Intinya, parpol adalah lembaga publik yang masih penuh
dengan korupsi. Anggota DPRD yang menggadaikan SK mereka adalah produk dari
lingkungan yang sangat korup. Maraknya korupsi pada parpol disebabkan banyak
hal, tetapi yang paling dominan adalah ketidakjelasan sumber dan pengelolaan
keuangan parpol. UU No 2 Tahun 2008 jo UU No 2/2011 tentang Partai Politik
menyatakan bahwa sumber keuangan partai politik berasal dari: (a) iuran
anggota; (b) sumbangan yang sah menurut hukum; dan (c) bantuan keuangan dari
APBN/APBD.
Kenyataannya, hampir semua parpol tak dapat berharap dari
iuran anggota, sedangkan yang berasal dari APBN/APBD hanya 5 persen dari total
keuangan parpol. Dapat disimpulkan, sumber utama keuangan politik adalah
sumbangan "siluman" karena sering tak diketahui asal-usul dan
jumlahnya. Jangan heran dengan sistem pemilu yang transaksional karena uang
yang jadi mesin parpol tak jelas asal-usulnya.
Usulan perbaikan
Untuk mencegah kejadian serupa di masa mendatang, tak
cukup dengan hanya menghujat dan menyalahkan para anggota DPRD yang
menggadaikan SK mereka, tanpa mengatasi akar permasalahan yang menimbulkan
fenomena ini. Salah satu cara yang diyakini dapat memitigasi praktik jual beli
suara ialah dengan memperbaiki sistem keuangan parpol di Indonesia.
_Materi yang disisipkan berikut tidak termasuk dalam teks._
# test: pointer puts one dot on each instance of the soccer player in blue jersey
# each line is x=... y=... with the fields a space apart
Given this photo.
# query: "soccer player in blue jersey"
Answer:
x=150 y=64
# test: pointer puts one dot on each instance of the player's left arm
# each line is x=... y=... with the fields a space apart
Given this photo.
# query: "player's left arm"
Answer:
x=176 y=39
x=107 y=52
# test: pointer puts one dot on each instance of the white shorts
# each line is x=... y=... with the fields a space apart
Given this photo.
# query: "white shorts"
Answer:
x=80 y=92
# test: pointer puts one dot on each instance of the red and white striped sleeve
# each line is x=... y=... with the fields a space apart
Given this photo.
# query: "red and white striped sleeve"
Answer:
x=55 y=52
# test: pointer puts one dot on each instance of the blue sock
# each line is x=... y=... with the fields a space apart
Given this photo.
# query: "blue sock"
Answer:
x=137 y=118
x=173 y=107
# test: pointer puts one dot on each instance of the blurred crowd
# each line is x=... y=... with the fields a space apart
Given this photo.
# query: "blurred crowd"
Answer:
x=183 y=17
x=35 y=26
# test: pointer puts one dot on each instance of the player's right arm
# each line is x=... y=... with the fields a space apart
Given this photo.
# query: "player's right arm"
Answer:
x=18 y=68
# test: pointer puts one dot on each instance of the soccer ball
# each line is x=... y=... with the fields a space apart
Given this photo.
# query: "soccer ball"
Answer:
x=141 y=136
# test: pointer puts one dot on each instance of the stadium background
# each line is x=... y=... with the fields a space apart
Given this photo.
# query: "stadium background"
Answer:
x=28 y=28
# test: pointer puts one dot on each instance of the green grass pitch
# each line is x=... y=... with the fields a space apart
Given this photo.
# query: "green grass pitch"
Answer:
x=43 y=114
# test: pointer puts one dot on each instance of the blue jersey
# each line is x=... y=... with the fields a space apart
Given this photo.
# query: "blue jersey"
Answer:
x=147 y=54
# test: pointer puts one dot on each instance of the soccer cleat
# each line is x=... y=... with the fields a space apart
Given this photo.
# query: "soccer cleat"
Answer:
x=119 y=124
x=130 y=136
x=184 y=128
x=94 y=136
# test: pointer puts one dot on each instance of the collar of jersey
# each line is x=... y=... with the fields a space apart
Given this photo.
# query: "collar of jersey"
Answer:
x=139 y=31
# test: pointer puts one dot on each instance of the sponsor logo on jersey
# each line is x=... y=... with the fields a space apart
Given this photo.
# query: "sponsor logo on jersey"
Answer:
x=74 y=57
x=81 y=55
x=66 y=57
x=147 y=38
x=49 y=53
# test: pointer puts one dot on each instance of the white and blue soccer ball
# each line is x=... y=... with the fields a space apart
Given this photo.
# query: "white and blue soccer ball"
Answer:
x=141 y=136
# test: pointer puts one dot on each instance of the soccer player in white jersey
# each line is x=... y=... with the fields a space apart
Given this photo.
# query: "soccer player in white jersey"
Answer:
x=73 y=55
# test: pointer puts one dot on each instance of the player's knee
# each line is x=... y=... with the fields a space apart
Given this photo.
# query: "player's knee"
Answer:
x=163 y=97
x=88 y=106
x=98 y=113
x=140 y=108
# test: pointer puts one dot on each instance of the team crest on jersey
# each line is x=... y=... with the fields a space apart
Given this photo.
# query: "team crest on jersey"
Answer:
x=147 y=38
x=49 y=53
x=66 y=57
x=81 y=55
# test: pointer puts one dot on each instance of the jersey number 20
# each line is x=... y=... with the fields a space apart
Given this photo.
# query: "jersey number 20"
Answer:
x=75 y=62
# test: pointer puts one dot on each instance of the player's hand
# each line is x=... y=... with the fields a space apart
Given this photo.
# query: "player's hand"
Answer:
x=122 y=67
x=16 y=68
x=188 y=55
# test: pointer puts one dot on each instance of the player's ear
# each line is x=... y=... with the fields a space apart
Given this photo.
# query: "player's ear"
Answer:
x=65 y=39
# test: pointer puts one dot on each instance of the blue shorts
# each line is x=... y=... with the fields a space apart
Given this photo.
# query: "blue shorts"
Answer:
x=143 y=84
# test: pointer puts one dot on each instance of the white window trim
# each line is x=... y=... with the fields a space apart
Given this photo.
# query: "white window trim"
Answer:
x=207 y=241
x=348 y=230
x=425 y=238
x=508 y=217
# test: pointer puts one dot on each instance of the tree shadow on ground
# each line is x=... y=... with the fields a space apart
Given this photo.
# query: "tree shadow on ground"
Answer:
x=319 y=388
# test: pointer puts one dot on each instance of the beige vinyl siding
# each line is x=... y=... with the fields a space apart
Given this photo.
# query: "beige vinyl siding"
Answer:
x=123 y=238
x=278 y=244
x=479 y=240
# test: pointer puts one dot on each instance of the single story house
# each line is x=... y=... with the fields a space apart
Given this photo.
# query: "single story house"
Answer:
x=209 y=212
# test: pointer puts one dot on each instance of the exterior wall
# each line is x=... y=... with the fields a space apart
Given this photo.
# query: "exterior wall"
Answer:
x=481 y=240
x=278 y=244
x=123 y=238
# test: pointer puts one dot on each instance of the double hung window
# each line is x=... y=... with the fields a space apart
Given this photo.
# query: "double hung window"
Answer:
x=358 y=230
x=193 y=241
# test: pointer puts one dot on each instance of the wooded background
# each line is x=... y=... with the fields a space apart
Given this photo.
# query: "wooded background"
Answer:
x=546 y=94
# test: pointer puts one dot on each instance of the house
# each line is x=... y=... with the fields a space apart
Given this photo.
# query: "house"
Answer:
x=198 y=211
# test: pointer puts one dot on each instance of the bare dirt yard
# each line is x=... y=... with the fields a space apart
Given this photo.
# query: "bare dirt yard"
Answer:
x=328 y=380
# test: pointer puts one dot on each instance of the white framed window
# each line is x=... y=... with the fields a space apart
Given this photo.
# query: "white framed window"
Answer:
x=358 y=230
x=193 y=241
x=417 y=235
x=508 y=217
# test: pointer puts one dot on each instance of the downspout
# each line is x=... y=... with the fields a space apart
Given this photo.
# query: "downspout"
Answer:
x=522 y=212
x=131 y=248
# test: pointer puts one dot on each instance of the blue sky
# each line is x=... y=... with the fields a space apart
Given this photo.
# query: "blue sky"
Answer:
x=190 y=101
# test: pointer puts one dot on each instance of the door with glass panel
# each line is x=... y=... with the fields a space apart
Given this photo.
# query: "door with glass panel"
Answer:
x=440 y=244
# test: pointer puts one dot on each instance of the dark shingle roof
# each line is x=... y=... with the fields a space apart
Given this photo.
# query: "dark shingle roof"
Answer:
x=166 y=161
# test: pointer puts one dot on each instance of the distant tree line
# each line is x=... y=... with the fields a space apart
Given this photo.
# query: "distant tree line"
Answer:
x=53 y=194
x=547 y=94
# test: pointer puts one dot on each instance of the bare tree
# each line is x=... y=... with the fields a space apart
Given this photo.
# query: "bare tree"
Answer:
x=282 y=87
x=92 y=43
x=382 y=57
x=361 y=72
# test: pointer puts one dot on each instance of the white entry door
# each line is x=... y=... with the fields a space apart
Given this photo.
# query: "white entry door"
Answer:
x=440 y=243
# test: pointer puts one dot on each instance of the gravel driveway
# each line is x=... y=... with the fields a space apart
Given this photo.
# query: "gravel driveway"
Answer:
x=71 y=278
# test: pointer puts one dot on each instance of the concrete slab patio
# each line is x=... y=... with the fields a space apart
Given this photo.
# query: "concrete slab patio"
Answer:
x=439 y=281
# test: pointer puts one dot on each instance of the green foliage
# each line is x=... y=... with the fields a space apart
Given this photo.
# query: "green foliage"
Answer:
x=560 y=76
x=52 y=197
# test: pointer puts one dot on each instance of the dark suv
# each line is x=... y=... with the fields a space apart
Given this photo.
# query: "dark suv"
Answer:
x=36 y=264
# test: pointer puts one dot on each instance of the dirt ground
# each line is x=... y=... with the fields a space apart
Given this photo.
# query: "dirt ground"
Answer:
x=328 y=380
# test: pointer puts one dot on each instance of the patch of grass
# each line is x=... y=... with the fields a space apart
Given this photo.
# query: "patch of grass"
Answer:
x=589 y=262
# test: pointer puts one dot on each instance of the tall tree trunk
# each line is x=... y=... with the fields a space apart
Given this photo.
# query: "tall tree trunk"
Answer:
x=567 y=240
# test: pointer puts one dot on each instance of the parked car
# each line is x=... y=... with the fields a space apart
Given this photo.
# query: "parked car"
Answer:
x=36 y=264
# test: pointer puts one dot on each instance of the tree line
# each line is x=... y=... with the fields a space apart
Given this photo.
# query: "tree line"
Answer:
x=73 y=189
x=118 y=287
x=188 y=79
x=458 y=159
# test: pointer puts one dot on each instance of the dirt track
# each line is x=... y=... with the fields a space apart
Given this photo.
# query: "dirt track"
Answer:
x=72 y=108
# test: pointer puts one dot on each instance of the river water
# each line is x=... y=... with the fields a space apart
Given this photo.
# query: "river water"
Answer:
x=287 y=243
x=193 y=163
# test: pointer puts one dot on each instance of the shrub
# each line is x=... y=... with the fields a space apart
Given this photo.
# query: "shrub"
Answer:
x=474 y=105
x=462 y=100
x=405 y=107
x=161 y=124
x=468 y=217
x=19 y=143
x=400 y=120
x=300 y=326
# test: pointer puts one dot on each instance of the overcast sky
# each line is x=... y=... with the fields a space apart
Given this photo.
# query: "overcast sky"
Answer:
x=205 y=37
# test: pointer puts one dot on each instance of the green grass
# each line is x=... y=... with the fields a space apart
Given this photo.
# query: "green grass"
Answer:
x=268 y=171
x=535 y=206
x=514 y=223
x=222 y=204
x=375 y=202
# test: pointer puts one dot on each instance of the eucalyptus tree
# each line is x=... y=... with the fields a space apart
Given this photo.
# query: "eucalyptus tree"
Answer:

Kajian yang kami lakukan di Kemitraan, perbaikan sistem
keuangan parpol dapat dilakukan dengan memperbaiki "empat pilar"
keuangan parpol yang meliputi: (i) pemasukan, (ii) pengelolaan, (iii)
pengeluaran, dan (iv) pengawasan (Kemitraan, "Anomali Keuangan Partai
Politik").
Dari segi pemasukan, parpol harus transparan dalam
pencatatan sumber keuangan mereka. Sampai hari ini, tak ada satu parpol pun
yang memiliki catatan lengkap dan transparan tentang asal-muasal keuangan
mereka, khususnya yang berasal dari sumbangan pihak lain. Ketiadaan catatan
yang baik pasti akan menyuburkan praktik korupsi dalam parpol tersebut.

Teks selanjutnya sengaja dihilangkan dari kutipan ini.